Believe it or not, I was inspired to make this lovely, luscious lemon curd because of a song. A little jingle I wrote, actually, while skiing a couple weekends ago. You see, I got a ukulele for Christmas, and she’s (her name is Lele) the BEST THING EVER! I cannot stop strumming and this campfire-y song came to me that I call Lemon Curd (The Pie Song). It’s not quite an ode to pie, but of course it has food references 😉 After singing about lemon curd I got a huge craving for some, so I made a batch!
This curd is different from most recipes in that it’s very lightly sweetened. In fact, I checked our well-worn Better Homes & Gardens Cookbook and their lemon curd recipe has one cup of sugar! The beauty of lemon is in its sweet-tartness, so I decided to preserve that by using 1/4 cup of local honey and some coconut milk to make it taste lovely without being sickly sweet. This recipe is also dairy-free and Paleo-friendly!

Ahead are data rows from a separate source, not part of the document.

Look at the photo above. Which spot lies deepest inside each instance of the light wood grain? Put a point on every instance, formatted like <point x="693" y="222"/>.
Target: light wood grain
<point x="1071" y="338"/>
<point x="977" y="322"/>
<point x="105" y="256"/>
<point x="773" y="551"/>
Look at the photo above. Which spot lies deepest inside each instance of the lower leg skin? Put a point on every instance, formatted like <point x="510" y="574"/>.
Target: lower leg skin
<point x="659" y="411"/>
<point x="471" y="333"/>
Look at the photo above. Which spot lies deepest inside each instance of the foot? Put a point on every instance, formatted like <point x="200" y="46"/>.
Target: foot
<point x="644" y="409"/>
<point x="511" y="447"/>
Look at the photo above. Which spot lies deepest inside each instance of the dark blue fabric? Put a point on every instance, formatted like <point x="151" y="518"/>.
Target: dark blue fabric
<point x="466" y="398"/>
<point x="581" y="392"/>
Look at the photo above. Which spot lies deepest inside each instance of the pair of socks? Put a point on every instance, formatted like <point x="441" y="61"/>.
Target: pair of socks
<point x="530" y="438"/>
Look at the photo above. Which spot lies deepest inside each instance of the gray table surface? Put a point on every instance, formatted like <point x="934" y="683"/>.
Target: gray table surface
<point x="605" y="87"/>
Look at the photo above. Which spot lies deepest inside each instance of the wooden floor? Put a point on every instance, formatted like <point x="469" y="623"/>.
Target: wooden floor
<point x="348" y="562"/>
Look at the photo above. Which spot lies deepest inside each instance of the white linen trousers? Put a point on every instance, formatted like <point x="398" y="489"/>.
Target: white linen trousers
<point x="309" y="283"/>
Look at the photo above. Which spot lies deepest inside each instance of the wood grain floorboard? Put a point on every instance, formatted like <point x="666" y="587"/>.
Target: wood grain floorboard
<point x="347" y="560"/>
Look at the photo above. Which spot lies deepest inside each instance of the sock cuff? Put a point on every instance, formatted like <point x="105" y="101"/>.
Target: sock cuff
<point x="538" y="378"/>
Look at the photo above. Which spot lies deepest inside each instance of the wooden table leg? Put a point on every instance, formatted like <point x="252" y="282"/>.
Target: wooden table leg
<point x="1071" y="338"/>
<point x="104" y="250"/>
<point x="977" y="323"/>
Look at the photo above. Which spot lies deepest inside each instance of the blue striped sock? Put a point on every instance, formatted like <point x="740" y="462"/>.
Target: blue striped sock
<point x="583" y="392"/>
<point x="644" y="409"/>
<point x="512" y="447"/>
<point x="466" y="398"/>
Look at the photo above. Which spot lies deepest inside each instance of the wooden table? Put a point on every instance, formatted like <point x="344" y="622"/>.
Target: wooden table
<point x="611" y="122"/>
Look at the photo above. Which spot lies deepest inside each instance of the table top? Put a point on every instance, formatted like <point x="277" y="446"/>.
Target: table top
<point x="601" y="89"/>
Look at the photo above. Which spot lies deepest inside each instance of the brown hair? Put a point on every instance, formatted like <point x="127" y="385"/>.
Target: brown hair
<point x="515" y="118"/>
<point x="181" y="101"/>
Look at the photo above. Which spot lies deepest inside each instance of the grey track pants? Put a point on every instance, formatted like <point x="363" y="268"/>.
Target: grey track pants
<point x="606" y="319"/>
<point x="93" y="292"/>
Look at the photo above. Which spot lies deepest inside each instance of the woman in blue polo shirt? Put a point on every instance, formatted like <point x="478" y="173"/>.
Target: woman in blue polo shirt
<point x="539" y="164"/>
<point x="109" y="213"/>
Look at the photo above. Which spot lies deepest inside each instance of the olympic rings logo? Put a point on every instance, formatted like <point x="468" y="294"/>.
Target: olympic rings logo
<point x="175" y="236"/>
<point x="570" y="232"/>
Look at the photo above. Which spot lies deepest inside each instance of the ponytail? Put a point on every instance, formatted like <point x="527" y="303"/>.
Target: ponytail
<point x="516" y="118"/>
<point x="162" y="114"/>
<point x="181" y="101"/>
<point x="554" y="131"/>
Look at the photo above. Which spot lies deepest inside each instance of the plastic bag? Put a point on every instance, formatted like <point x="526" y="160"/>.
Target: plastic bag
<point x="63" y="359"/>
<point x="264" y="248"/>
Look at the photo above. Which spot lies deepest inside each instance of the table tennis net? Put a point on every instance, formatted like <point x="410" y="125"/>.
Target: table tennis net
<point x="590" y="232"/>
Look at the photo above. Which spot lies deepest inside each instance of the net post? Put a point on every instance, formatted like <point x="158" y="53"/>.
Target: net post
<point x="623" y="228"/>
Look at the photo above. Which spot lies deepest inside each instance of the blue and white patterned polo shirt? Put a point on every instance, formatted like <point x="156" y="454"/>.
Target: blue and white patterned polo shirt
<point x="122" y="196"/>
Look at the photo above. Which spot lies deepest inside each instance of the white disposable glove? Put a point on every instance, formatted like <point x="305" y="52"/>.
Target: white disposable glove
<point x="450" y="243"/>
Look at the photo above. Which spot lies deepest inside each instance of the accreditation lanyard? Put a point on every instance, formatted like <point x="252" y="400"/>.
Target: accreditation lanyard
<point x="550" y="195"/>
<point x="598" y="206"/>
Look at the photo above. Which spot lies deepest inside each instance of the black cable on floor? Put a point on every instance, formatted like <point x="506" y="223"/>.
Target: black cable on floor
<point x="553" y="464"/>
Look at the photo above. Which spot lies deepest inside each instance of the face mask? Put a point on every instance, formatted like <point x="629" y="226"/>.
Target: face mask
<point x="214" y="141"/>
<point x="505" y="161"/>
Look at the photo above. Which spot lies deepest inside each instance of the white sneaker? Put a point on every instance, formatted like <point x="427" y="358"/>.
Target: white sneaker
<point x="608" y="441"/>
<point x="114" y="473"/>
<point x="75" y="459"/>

Enjoy this Coconut-Lemon Curd with gingerbread cake, as a filling for lemon squares, or drizzled over fresh berries. Stay tuned for a delicious all-natural lemony energy bite recipe coming up using this too!

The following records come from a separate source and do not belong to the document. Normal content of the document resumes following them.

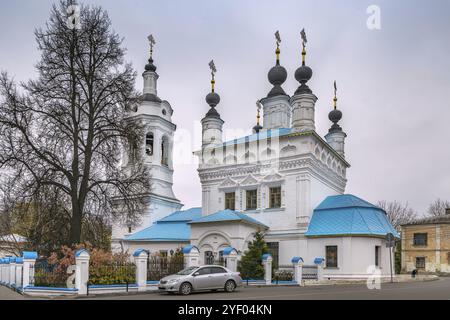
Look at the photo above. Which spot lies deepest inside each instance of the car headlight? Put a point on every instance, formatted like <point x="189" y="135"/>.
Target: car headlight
<point x="172" y="281"/>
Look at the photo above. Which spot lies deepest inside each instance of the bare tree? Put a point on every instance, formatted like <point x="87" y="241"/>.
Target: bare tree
<point x="64" y="131"/>
<point x="398" y="213"/>
<point x="438" y="207"/>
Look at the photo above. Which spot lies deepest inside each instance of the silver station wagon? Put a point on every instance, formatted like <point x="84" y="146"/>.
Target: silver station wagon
<point x="200" y="279"/>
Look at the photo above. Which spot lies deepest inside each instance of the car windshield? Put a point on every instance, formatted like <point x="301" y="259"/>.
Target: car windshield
<point x="187" y="271"/>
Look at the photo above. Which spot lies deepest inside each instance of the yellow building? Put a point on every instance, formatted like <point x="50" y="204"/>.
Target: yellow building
<point x="426" y="245"/>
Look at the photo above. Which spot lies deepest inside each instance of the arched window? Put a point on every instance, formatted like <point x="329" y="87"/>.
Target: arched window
<point x="149" y="139"/>
<point x="165" y="152"/>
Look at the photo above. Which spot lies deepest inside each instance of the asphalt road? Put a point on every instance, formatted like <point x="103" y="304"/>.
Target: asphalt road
<point x="435" y="290"/>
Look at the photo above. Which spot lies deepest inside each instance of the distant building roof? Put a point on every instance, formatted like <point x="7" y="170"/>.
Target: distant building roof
<point x="228" y="215"/>
<point x="431" y="220"/>
<point x="170" y="231"/>
<point x="186" y="215"/>
<point x="12" y="238"/>
<point x="260" y="136"/>
<point x="344" y="215"/>
<point x="171" y="228"/>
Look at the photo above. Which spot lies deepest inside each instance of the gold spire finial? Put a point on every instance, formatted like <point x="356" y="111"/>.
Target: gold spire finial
<point x="335" y="95"/>
<point x="152" y="41"/>
<point x="304" y="42"/>
<point x="212" y="66"/>
<point x="278" y="51"/>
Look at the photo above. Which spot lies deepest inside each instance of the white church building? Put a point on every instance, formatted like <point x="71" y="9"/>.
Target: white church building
<point x="285" y="179"/>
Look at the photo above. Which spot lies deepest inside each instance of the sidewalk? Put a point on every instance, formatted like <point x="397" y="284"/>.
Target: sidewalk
<point x="8" y="294"/>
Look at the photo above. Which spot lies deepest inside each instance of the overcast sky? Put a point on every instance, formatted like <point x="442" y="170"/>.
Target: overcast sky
<point x="394" y="83"/>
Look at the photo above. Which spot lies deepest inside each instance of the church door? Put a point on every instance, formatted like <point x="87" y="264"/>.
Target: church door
<point x="209" y="257"/>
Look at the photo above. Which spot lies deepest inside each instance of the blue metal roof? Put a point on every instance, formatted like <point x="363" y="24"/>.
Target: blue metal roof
<point x="169" y="231"/>
<point x="227" y="215"/>
<point x="174" y="227"/>
<point x="260" y="136"/>
<point x="186" y="215"/>
<point x="349" y="215"/>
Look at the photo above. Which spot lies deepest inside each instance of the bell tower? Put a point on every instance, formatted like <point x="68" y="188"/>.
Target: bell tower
<point x="156" y="149"/>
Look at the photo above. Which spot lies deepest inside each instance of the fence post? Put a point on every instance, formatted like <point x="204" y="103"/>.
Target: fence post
<point x="298" y="269"/>
<point x="82" y="271"/>
<point x="19" y="272"/>
<point x="319" y="262"/>
<point x="267" y="263"/>
<point x="29" y="259"/>
<point x="140" y="259"/>
<point x="12" y="271"/>
<point x="6" y="272"/>
<point x="230" y="255"/>
<point x="191" y="256"/>
<point x="1" y="270"/>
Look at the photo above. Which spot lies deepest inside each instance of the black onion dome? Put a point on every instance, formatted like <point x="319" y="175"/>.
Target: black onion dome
<point x="150" y="66"/>
<point x="335" y="116"/>
<point x="212" y="99"/>
<point x="212" y="113"/>
<point x="150" y="97"/>
<point x="277" y="76"/>
<point x="257" y="128"/>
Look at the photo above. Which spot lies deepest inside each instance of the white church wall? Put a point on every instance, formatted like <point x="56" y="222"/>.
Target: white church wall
<point x="217" y="236"/>
<point x="355" y="255"/>
<point x="153" y="247"/>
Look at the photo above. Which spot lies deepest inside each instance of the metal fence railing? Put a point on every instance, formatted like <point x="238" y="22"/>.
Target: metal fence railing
<point x="310" y="272"/>
<point x="113" y="273"/>
<point x="44" y="274"/>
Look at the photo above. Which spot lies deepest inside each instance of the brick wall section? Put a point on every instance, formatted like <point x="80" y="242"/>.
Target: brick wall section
<point x="436" y="252"/>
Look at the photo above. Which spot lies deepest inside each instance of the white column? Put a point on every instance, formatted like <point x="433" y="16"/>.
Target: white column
<point x="29" y="259"/>
<point x="320" y="264"/>
<point x="298" y="269"/>
<point x="19" y="267"/>
<point x="150" y="82"/>
<point x="1" y="270"/>
<point x="140" y="259"/>
<point x="303" y="110"/>
<point x="267" y="263"/>
<point x="12" y="271"/>
<point x="230" y="255"/>
<point x="191" y="256"/>
<point x="82" y="271"/>
<point x="6" y="272"/>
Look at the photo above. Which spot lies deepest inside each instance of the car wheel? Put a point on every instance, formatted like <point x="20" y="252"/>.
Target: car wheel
<point x="230" y="286"/>
<point x="185" y="288"/>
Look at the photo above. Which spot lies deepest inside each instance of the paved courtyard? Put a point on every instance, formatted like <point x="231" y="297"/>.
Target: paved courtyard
<point x="439" y="289"/>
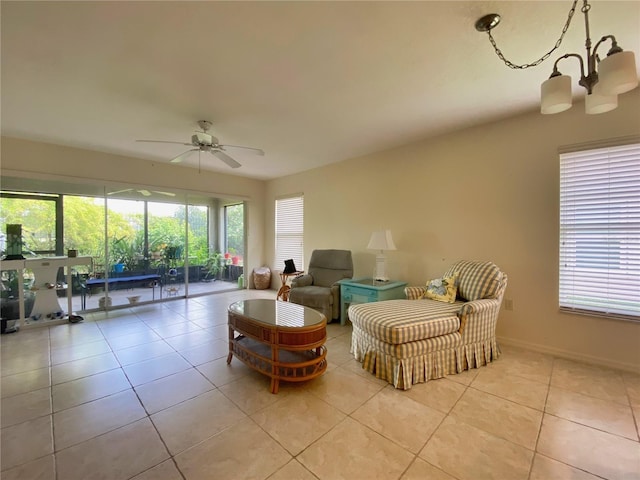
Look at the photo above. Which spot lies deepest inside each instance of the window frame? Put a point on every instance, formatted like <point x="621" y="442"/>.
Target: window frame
<point x="289" y="230"/>
<point x="599" y="230"/>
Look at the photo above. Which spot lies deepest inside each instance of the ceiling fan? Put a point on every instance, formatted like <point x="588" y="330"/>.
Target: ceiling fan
<point x="205" y="142"/>
<point x="143" y="192"/>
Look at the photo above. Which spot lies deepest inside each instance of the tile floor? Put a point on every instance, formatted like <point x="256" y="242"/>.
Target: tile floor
<point x="145" y="393"/>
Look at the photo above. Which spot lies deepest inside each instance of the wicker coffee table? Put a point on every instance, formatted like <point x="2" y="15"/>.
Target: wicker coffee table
<point x="282" y="340"/>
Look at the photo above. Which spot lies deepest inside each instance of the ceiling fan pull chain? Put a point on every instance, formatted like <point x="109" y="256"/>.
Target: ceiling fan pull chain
<point x="510" y="64"/>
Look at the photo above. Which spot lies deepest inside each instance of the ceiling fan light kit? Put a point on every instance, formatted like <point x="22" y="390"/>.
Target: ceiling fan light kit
<point x="205" y="142"/>
<point x="603" y="79"/>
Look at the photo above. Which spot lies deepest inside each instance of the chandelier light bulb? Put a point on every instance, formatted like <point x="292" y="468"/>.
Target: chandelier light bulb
<point x="618" y="73"/>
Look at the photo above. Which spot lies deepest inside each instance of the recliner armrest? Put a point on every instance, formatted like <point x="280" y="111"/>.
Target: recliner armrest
<point x="483" y="310"/>
<point x="302" y="281"/>
<point x="476" y="306"/>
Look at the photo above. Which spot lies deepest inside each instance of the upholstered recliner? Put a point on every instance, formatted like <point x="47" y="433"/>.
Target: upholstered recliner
<point x="318" y="288"/>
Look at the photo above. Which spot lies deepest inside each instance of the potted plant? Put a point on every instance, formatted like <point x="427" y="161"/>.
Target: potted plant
<point x="213" y="266"/>
<point x="10" y="298"/>
<point x="126" y="253"/>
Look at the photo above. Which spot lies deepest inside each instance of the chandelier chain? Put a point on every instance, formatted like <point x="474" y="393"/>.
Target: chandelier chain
<point x="510" y="64"/>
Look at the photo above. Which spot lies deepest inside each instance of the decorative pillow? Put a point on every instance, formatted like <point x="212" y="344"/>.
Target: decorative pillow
<point x="476" y="280"/>
<point x="442" y="289"/>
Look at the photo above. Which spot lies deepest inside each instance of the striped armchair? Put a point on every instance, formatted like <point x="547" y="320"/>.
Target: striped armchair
<point x="418" y="339"/>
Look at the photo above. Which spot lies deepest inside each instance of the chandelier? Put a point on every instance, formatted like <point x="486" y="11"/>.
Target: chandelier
<point x="603" y="79"/>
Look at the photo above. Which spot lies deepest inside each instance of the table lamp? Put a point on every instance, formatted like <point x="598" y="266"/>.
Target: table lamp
<point x="381" y="240"/>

Here’s a little behind-the-scenes snapshot of the photo shoot! Clarabelle was very interested. 🙂
- 1/2 cup freshly squeezed lemon juice
- Zest of one lemon
- 1/2 cup full-fat coconut milk
- 1/4 cup local, unpasteurized honey
- 6 pasture-raised egg yolks
- 2 tbsp coconut oil
- Pinch sea salt
- Heat lemon juice and zest, coconut milk, honey, and salt in a saucepan over low heat.
- Whisk in beaten egg yolks slowly and consistently.
- Turn up heat and whisk mixture constantly until it thickens. Don't let it boil!
- Remove from heat and whisk in coconut oil.
- Let cool and refrigerate in a covered glass mason jar.